Он наконец выпустил ее руку, и она отчаянно вцепилась в юбку.

Никакое подходящее возражение на ум не шло, поэтому она молча продолжала улыбаться.

– Я застал вас в неподходящий момент.

Что правда, то правда, но Шона, помня уроки матери, вежливо возразила:

– Мы счастливы видеть вас в Гэрлохе. В любое время.

– Это был ваш брат? – спросил он, посмотрев на двери замка. – Лэрд Гэрлох?

Стыд за поведение Фергуса внезапно сменился желанием его защитить. Ей страшно не хотелось за него извиняться.

– Он смотрел на тебя, Элизабет, как будто призрака увидел, – сказал мистер Лофтус, обращаясь к молодой женщине, чье появление так подействовало на Фергуса. – Ты его знаешь?

– Возможно, мы встречались в Крыму, – негромко ответила она с лондонским акцентом.

– Элизабет – медсестра, – сказала Мириам, беря отца под руку. – Папина постоянная сиделка не переносит путешествий, – добавила она и махнула ручкой, словно хотела отогнать всякие мысли о недомогании несчастной женщины и о ней самой.

– Жаль, что вы болеете.

Шона услышала свой собственный голос будто со стороны. Что она делает? Ведь нельзя же говорить о болезнях, тем более о болезнях незнакомого человека! Тем более болезни того, кто впервые за долгое время дал ей хоть какую-то надежду.

– Это не имеет значения, графиня, – ответил мистер Лофтус таким тоном, что сразу сделалось ясно: продолжать разговор не нужно.

Шона закусила губу и напомнила себе, что вовсе не обязана любить этих американцев, достаточно быть с ними радушной.

– Как видите, – заговорила она, подражая манерам матери, – это главный двор замка. Верхний двор строители предусмотрели просто как ловушку для врагов.

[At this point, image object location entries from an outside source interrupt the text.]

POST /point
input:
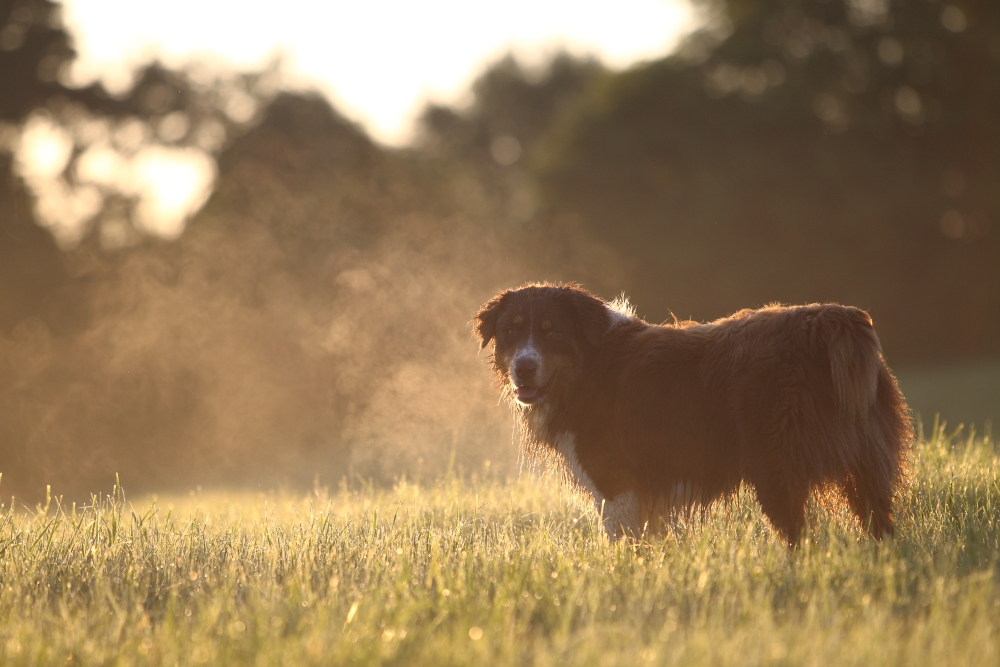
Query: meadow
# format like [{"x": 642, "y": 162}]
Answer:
[{"x": 477, "y": 570}]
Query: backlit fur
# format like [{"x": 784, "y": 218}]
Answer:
[{"x": 653, "y": 418}]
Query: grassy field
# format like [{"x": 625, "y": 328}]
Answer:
[{"x": 482, "y": 571}]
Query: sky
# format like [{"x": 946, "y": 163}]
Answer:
[{"x": 379, "y": 61}]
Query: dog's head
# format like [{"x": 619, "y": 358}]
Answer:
[{"x": 541, "y": 335}]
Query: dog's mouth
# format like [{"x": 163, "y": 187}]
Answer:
[{"x": 529, "y": 394}]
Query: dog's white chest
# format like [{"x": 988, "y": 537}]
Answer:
[
  {"x": 566, "y": 446},
  {"x": 620, "y": 515}
]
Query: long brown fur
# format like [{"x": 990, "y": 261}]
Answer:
[{"x": 785, "y": 399}]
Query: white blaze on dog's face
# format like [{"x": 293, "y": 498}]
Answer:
[
  {"x": 540, "y": 335},
  {"x": 533, "y": 345}
]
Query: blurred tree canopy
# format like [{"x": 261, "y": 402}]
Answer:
[{"x": 805, "y": 150}]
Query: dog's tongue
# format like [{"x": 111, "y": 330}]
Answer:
[{"x": 526, "y": 392}]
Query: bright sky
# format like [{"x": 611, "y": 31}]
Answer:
[{"x": 379, "y": 61}]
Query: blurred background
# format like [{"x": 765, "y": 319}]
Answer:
[{"x": 250, "y": 261}]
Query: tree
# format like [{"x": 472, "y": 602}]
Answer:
[{"x": 805, "y": 150}]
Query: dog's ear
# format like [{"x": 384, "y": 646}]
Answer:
[
  {"x": 485, "y": 322},
  {"x": 591, "y": 315}
]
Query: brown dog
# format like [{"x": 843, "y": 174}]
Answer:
[{"x": 650, "y": 419}]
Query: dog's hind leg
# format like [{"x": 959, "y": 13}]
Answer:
[
  {"x": 870, "y": 497},
  {"x": 784, "y": 503}
]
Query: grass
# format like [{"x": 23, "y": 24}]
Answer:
[{"x": 481, "y": 571}]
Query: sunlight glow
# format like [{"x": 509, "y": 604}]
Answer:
[{"x": 380, "y": 62}]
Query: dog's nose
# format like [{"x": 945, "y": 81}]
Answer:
[{"x": 524, "y": 369}]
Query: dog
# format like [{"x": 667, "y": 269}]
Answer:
[{"x": 652, "y": 419}]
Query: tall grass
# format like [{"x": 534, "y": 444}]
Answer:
[{"x": 483, "y": 571}]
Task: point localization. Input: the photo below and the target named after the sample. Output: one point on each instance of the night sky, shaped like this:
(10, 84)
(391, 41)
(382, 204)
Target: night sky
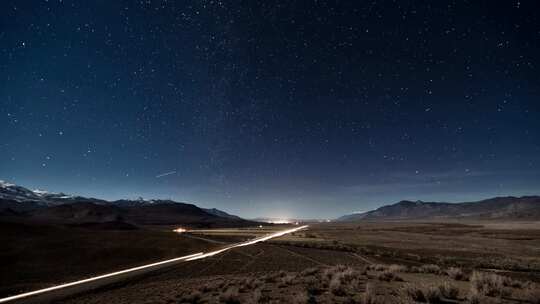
(287, 108)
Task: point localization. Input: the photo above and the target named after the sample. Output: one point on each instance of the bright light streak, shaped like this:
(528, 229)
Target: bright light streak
(165, 174)
(191, 257)
(251, 242)
(24, 295)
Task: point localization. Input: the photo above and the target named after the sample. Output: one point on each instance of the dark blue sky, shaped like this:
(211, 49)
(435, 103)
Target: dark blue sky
(311, 109)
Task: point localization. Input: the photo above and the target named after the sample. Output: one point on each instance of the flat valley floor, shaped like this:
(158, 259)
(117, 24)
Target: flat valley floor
(391, 262)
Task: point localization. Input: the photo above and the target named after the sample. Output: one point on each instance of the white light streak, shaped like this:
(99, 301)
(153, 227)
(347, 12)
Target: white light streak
(191, 257)
(165, 174)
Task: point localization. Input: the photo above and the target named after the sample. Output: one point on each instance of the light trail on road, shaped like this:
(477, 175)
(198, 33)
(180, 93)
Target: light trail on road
(191, 257)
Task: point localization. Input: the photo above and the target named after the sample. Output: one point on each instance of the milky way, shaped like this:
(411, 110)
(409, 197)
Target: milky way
(280, 108)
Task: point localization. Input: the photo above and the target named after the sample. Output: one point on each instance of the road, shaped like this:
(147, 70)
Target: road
(64, 290)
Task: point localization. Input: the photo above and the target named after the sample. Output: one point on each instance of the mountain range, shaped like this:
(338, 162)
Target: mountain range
(516, 208)
(18, 203)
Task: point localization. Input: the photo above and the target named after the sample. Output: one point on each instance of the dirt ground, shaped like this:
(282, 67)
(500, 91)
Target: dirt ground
(395, 262)
(355, 263)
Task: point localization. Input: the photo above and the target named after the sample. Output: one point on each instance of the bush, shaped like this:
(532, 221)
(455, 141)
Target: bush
(415, 293)
(336, 285)
(474, 297)
(193, 297)
(456, 274)
(300, 298)
(230, 296)
(433, 295)
(430, 268)
(369, 296)
(310, 272)
(449, 291)
(388, 276)
(533, 296)
(397, 268)
(487, 284)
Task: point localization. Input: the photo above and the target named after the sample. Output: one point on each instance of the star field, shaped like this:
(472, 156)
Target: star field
(278, 108)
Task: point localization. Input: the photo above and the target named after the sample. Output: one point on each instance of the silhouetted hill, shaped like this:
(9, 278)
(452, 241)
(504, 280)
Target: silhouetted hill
(519, 208)
(19, 203)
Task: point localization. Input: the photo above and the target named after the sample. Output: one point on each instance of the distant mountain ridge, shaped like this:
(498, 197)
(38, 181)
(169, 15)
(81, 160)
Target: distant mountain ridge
(519, 208)
(20, 203)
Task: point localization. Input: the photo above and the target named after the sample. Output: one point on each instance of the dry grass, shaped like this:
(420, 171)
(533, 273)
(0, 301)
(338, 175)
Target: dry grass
(389, 276)
(230, 296)
(449, 291)
(456, 274)
(488, 284)
(430, 268)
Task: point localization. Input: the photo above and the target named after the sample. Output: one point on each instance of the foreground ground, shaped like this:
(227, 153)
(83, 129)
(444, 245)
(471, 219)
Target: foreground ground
(351, 263)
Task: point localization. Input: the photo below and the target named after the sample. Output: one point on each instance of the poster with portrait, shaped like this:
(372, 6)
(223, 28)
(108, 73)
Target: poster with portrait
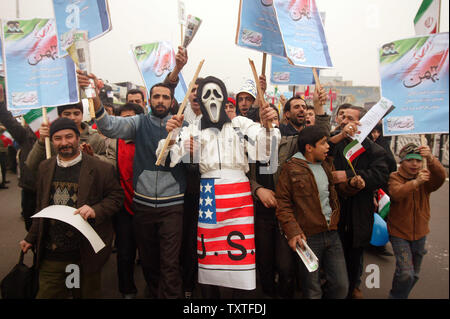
(282, 72)
(155, 61)
(87, 15)
(258, 27)
(302, 33)
(414, 76)
(35, 75)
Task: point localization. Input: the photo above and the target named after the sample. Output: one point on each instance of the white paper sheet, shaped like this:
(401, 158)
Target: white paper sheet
(65, 214)
(370, 120)
(308, 257)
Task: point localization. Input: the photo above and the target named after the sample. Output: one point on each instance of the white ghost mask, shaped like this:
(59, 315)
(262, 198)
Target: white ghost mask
(212, 98)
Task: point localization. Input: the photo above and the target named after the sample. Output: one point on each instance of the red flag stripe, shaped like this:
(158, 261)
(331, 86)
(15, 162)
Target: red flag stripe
(356, 154)
(245, 229)
(234, 213)
(227, 189)
(234, 202)
(224, 259)
(222, 245)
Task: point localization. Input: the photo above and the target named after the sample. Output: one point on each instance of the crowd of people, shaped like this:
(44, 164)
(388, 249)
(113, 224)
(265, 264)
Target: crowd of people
(290, 183)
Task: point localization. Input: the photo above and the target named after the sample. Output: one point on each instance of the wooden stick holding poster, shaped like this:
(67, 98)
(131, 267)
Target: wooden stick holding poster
(48, 152)
(180, 111)
(316, 77)
(423, 142)
(263, 70)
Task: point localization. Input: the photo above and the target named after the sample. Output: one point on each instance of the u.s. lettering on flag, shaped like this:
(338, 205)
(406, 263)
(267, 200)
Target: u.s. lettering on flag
(226, 237)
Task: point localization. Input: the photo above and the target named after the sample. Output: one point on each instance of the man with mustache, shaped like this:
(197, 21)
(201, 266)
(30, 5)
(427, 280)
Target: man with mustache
(91, 141)
(72, 178)
(295, 110)
(158, 191)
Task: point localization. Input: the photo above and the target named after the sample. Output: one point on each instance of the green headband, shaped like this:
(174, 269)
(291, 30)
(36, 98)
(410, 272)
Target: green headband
(413, 156)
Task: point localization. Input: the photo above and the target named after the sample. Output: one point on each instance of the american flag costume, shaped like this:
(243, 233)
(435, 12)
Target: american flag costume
(225, 233)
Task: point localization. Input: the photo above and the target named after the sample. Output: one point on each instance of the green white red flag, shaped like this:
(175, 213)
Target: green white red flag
(353, 150)
(34, 118)
(427, 18)
(384, 203)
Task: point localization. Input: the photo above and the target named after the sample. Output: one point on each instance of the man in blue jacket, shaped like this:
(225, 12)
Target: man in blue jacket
(158, 190)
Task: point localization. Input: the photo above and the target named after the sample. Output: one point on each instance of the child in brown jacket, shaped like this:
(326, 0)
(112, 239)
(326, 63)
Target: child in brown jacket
(410, 188)
(308, 209)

– Если не возражаете, графиня, мы осмотрим замок позднее, – прервал ее мистер Лофтус. – Мы устали с дороги. Где наши комнаты?

Их комнаты. Господи Боже, их комнаты.

Она бросила на Хелен взгляд, полный паники. Этот взгляд перехватил вернувшийся Гордон.

– Мы уже готовим их, мистер Лофтус, – проговорил он, спускаясь с крыльца. – А пока могу ли я предложить вам стаканчик шотландского виски?

Когда Гордон улыбался, в уголках его глаз образовывались морщинки-лучики, что придавало ему еще большее обаяние. Если его тактика сработает, она проскользнет наверх и, может быть, успеет подготовить для мистера Лофтуса покои лэрда и еще одну комнату для его дочери. И еще одну – для великана? А сестра-сиделка? Ее, наверное, нужно поселить поближе к пациенту?

– Кто вы? – проворковала Мириам, сладко улыбаясь Гордону.

За него ответила Хелен:

– Это полковник сэр Гордон Макдермонд, баронет Инвергэр.

Хелен удивительно походила на маленького жизнерадостного воробышка, обретшего способность говорить.

Кажется, сей титул произвел на американцев впечатление. Гордон – фигура выдающаяся, красивый мужчина в самом расцвете сил. Они с американцем пожали друг другу руки, как противники, испытывающие силу друг друга перед настоящей схваткой.

– Дайте нам несколько минут, – сказала Хелен, мечтая о нескольких часах, – и мы приготовим все для вашего отдыха.

– А мы тем временем, – Гордон предложил Мириам руку, – осмотрим пиршественный зал, согласны?

Фергус куда-то исчез, но Гордон закрыл собой брешь в обороне. Судя по тому взгляду, что он бросил на Шону, ему было известно, что она балансировала между раздражением и благодарностью.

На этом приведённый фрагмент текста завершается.